Manulife US REIT lays out recapitalization plan to avoid liquidation

By Marisa Wong

Los Angeles, Nov. 29 – Manulife US Real Estate Investment Trust issued a notice about a recapitalization plan that follows from negotiations among its manager Manulife US Real Estate Management Pte. Ltd., sponsor Manufacturers Life Insurance Co. and the lenders of its existing credit facilities.

Manulife US REIT outlined key terms for a waiver of the breach of a financial covenant under its existing facilities and a funding plan being put together by the manager to revitalize and reinforce the REIT.

The funding plan comprises $235.7 million aggregate funding by the sponsor through acquisition of property under a proposed divestment and granting of a loan by the sponsor; utilization of $50 million from the REIT’s own cash holdings; and raising minimum aggregate net sale proceeds of $328.7 million from asset disposals.

These transactions would strengthen the REIT’s balance sheet and create sufficient liquidity to fund essential capital expenditure budgeted for the financial year ending Dec. 31, 2024 and the financial year ending Dec. 31, 2025.

The REIT noted that some terms of the restructuring of the existing facilities, including a waiver of the breach of the financial covenant, are conditional upon approval by its unitholders.

If unitholders do not approve any of the resolutions, the existing facilities would remain in breach, and the lenders would have the right to accelerate the payment of all $1,023,700,000 of loans immediately.

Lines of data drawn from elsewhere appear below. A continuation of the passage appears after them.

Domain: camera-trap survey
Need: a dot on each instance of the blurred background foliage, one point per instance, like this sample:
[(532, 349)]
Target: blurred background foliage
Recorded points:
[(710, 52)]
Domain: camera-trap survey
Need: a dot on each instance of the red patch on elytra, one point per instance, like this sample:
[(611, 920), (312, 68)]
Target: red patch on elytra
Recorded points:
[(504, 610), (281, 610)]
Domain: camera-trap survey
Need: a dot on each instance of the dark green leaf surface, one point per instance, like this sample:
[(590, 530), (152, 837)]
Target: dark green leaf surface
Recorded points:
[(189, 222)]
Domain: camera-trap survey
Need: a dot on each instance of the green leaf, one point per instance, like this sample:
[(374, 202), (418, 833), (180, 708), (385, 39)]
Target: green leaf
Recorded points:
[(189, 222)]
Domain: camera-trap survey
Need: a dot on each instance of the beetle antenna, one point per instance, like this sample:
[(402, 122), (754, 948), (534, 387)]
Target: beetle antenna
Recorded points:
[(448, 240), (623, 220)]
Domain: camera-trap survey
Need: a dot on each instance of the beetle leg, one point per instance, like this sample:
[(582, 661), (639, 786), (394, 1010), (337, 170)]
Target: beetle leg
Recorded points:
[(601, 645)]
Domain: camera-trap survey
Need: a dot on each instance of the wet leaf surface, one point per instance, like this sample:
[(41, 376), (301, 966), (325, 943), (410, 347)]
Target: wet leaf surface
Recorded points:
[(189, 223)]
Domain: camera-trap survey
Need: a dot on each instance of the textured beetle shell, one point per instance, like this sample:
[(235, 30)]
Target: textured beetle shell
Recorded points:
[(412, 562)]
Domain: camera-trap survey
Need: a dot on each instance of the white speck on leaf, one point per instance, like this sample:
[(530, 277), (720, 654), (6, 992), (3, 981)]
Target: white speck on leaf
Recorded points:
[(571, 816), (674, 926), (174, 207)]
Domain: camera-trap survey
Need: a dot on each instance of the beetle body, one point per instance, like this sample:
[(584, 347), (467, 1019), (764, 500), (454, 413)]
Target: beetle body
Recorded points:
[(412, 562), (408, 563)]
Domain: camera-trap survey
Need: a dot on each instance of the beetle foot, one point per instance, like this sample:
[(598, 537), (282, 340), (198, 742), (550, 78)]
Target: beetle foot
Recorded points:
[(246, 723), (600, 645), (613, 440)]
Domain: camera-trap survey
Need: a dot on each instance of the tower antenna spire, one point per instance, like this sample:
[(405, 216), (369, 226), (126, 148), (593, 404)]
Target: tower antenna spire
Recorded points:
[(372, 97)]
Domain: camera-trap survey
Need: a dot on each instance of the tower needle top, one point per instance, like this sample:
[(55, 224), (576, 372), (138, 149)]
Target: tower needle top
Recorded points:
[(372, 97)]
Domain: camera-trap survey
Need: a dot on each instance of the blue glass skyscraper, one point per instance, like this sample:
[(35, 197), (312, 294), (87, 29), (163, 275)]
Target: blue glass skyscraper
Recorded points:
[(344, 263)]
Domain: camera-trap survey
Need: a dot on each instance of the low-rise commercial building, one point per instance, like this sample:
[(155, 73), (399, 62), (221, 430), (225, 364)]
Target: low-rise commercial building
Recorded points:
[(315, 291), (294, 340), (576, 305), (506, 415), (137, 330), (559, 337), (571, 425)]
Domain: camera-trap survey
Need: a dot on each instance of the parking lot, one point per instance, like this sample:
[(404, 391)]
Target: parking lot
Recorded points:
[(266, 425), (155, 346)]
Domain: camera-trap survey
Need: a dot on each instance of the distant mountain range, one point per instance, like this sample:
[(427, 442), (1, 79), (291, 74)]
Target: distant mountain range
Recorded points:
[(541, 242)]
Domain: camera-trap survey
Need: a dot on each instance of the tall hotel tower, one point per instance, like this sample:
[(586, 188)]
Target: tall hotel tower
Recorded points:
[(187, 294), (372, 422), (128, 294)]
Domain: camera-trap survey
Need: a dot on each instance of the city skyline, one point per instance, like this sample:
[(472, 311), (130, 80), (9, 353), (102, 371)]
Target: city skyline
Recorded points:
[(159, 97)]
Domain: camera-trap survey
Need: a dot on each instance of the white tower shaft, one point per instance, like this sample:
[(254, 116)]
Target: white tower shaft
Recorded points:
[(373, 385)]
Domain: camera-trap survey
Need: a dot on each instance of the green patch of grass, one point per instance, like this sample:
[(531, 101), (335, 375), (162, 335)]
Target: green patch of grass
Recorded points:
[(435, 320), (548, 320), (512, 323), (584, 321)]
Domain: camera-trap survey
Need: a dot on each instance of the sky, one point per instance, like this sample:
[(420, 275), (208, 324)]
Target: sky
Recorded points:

In that case, the REIT will not have sufficient cash to repay all of the existing facilities and would need to conduct an expedited liquidation of its portfolio.

In addition, not passing the resolutions effectively means that unitholders would be voting to put control of the REIT in the hands of the lenders, the REIT warned.

The lenders would then have the right to call the outstanding debt due and could make an application to liquidate the REIT, thereby also forcing an expedited liquidation.

As of Nov. 29, not all 12 lenders have obtained the necessary approvals in relation to the restructuring of the existing facilities and the waivers in relation to the breach. The remaining lenders who have not yet obtained the necessary approvals are still in the process of obtaining their internal approval based on their meeting schedules.

In the event that any one of the remaining lenders does not obtain their internal approval, the consensual loan restructuring would not proceed, and the lenders have the right to accelerate the payment of all of the loans immediately.

The manager is currently targeting to obtain approval of all lenders before the extraordinary general meeting of unitholders scheduled for 1:30 a.m. ET on Dec. 14.

Covenant breach

Manulife US REIT experienced a 14.6% decline in fair market value of its portfolio for the first half of 2023, which increased its aggregate leverage to about 57% as of June 30.

This has resulted in (i) a breach of a financial covenant contained in the existing facilities which states that the REIT must at all times ensure that the unencumbered gearing for any measurement period is not more than 60% and (ii) the aggregate leverage of the REIT exceeding the aggregate leverage limit of 50%.

Recapitalization plan

Proposed key terms include, among others, the following:

• Divestment of a property from indirect wholly owned subsidiary Hancock S-REIT Chandler LLC to John Hancock Life Insurance Co. (USA) for about $98.7 million;

• The sponsor granting a $137 million unsecured loan for a period of six years at an interest rate of 7.25%;

• Proceeds from the divestment, the sponsor loan and cash holdings to be used to pay down about $285 million of debt on a pari passu basis;

• All loan maturities of the existing facilities to be extended by one year;

• Lenders waiving all past and existing breaches in the respective facility agreements;

• Temporary relaxation of financial covenants up to the earlier of (i) Dec. 31, 2025 and (ii) when unencumbered gearing is no more than 80% (compared to 60%) and the bank ICR is no less than 1.5x (compared to 2x).

The Singapore-based REIT invests in a portfolio of office real estate in the United States.